20. The apparatus defined in any one of claims 17 to 19 includes at least one refractory outlet that introduces a flow of molten metal into the flow of coolant at the second flow velocity and in the first direction.

21. Apparatus as claimed in any one of claims 17 to 19, comprising a flow channel for the flow of coolant therethrough.

22. The apparatus of claim 21, including a ballast chamber having a coolant filled therein and a weir over which the coolant flows from the ballast chamber into the flow channel.

23. The apparatus of claim 21, wherein the launder has an initial region in which only coolant flows and a second region at the beginning of which a stream of molten metal is introduced into the coolant flow.

24. The apparatus defined in claim 21 includes means at the lower end of the launder for separating metal nuggets from the flow of coolant.

25. The device of claim 21, wherein the channel radius of the flow cell is between 50mm and 100 mm.

26. The device of claim 21, wherein the draft angle of the trough is between 1: 7 and 1: 13.

27. The apparatus of claim 21, wherein the flow rate of the coolant stream is 10 to 25 liters per second per launder channel.

28. The apparatus of claim 21, wherein the flow rate of the molten metal stream is from 1.5 to 2.5 kg per second per launder channel.

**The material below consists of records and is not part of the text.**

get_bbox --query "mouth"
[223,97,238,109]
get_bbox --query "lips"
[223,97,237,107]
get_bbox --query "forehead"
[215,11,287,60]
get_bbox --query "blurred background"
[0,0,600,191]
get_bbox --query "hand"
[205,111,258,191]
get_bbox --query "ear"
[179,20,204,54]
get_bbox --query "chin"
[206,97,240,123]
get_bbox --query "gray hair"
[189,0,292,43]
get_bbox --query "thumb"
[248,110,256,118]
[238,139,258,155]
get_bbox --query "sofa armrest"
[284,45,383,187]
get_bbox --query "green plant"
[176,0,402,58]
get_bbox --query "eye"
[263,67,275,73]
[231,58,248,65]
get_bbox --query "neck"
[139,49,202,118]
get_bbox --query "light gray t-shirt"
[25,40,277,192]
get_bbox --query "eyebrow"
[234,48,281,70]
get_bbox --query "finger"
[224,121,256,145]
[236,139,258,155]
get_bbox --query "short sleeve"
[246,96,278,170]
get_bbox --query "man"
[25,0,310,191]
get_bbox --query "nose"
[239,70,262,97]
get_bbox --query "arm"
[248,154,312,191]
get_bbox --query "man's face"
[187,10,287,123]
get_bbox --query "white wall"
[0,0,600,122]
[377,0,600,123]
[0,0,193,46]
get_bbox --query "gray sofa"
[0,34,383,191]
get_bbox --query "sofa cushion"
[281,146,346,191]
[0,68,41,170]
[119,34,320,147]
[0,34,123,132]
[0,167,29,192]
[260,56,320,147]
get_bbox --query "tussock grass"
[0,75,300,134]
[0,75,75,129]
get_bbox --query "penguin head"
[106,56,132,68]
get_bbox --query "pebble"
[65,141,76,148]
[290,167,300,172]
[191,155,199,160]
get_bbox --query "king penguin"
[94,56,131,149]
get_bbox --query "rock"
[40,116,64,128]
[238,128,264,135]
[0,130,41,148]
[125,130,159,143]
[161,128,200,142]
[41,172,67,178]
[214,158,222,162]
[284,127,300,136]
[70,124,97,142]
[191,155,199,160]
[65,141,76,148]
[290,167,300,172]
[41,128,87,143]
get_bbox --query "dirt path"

29. Apparatus according to any one of claims 17 to 19, wherein the ratio of the flow rate of the stream of molten metal to the flow rate of the stream of coolant is between 1: 5 and 1: 15 for high volume production.

30. The apparatus of claim 29, wherein the ratio is about 1: 10.

31. Apparatus according to any one of claims 17 to 19, including means for separating the slug from the coolant.

32. An apparatus according to claim 31, including means for at least partially drying the slug.

33. The apparatus of claim 31 including means for at least partially cooling the metal block.

34. Apparatus for producing metal nuggets comprising an inclined launder, means for feeding a coolant fluid into said launder from the upper end of said launder, means for introducing a stream of molten metal into the coolant fluid in the launder in the same direction as the flow of said cooling fluid, the difference between the flow rate of the molten metal stream and the flow rate of the coolant stream being less than 5 metres per second, and means at the lower end of said launder for separating the metal nuggets from said coolant fluid.